MS: I think that with social media, fans want to know who you are when you’re not on the decks. If they really love your music and your sets, they want to know more about you. Social media helps you stay connected with fans on a more personal level. I notice that different types of posts generate different kinds of feedback. You could produce a new track and say “Hey, this is my new track,” but when you put up a more personal item like “I’m working here in the studio, here’s a photo,” it seems to connect better with fans because they can see the process. When you post a picture of yourself in a studio, it gives your fans a look at what it was like. I think the theatre of the mind is still a very powerful thing.
What is a good way to get local gigs?
MS: The biggest thing is experience. I started by playing at the smallest clubs inside hotels. It helped me read the crowd and set up the mood for the night. I think young DJs need to find some gigs and residencies at small places just to start establishing a feeling for what it’s like to DJ from beginning to end.
There are two types of DJs. One is the guy who had a hit record and goes on tour as a result. Most of the time these guys will play one or two-hour sets, and that’s it. They have to learn how to DJ in order to perform because they have a hit record.
The other type is a DJ who came up from the art of DJing. That’s one of the biggest things I want people to understand, that there is an art to DJing. As this music blows up and becomes even more mainstream, learning the art of DJing through small residencies and small clubs will put you further ahead when you break. When you finally make it, you will have more experience, and it will come through in your DJ sets if you learn the art now.
What about a situation where a DJ lives in a city that doesn’t have a strong community supporting his favorite music genre? For example, let’s say that someone lives in Kansas City. Does it make sense to play commercial music just for experience?
MS: Well, it doesn’t have to be a club. It can be a coffee shop or a restaurant. You can play anywhere to learn how to set the mood.
What if you don’t want to sell out and play too commercial?

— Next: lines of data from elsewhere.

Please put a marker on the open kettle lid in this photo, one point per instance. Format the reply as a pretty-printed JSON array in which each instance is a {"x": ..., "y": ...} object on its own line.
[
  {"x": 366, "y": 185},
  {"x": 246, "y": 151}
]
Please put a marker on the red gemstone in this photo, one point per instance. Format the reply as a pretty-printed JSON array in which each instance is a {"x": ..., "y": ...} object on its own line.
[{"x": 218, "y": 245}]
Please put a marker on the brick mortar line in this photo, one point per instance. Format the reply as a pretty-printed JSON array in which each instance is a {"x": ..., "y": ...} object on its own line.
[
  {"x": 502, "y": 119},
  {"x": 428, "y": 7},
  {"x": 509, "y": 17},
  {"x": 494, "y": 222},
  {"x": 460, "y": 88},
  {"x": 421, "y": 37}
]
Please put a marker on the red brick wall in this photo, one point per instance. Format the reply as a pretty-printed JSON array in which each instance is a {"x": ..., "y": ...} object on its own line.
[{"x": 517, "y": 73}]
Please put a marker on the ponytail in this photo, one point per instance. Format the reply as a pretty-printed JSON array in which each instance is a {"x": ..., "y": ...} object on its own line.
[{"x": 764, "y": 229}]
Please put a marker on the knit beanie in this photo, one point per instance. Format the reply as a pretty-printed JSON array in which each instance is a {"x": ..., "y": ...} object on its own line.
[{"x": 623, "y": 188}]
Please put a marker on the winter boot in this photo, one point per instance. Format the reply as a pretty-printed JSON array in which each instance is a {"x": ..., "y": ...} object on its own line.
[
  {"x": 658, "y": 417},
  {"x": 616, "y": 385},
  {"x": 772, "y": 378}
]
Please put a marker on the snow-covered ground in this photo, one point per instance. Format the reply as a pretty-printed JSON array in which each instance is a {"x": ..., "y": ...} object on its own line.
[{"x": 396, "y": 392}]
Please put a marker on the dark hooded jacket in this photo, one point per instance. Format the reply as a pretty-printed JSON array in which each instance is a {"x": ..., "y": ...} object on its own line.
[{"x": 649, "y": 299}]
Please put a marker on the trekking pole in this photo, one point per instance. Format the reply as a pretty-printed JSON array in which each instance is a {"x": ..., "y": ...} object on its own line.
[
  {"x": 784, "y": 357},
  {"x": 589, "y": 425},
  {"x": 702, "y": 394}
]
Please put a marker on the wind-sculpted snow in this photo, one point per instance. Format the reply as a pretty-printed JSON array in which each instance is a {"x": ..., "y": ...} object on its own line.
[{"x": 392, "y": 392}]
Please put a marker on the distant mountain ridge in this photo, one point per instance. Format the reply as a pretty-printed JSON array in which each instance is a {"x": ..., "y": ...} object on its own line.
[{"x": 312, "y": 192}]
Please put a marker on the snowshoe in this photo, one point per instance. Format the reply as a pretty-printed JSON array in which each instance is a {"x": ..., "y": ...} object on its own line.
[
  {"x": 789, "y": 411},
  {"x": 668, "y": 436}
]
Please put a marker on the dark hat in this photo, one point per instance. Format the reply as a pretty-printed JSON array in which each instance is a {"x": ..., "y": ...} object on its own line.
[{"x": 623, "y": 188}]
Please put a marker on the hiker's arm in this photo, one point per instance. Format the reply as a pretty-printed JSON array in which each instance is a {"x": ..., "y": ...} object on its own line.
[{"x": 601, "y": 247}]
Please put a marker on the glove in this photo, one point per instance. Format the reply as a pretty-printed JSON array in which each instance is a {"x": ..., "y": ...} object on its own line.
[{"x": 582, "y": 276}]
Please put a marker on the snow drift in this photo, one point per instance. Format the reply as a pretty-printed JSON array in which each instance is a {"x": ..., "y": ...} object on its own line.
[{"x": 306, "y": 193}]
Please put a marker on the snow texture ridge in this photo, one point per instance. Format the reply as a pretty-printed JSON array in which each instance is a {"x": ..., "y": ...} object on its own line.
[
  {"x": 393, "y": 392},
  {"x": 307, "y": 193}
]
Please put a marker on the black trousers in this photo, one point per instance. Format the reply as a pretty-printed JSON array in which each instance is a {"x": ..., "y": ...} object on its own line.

MS: It’s true that a restaurant may not want to hear Swedish House Mafia or my tracks during dinner, but you can still find a way to DJ. It’s absolutely possible. When I started, I was playing in places that wanted Top 40 music. My passion was for more underground music, but I learned how to program and how to read the crowds in those Top 40 places. When I started playing underground places, that knowledge was invaluable.
I remember the club would close at 2 o’clock. I would go home, power on my turntables and spin for another two hours for myself, like I was playing at an afterparty. That way, when I was invited to play afterparties, I was already in the groove because I’ve learned how to do it at home. When I first started, I would stumble after half an hour or 45 minutes. The next night, I'd go to the club, come home and do the same thing. Eventually, I mastered the sound I was trying to achieve. It helped me learn and it made a huge difference.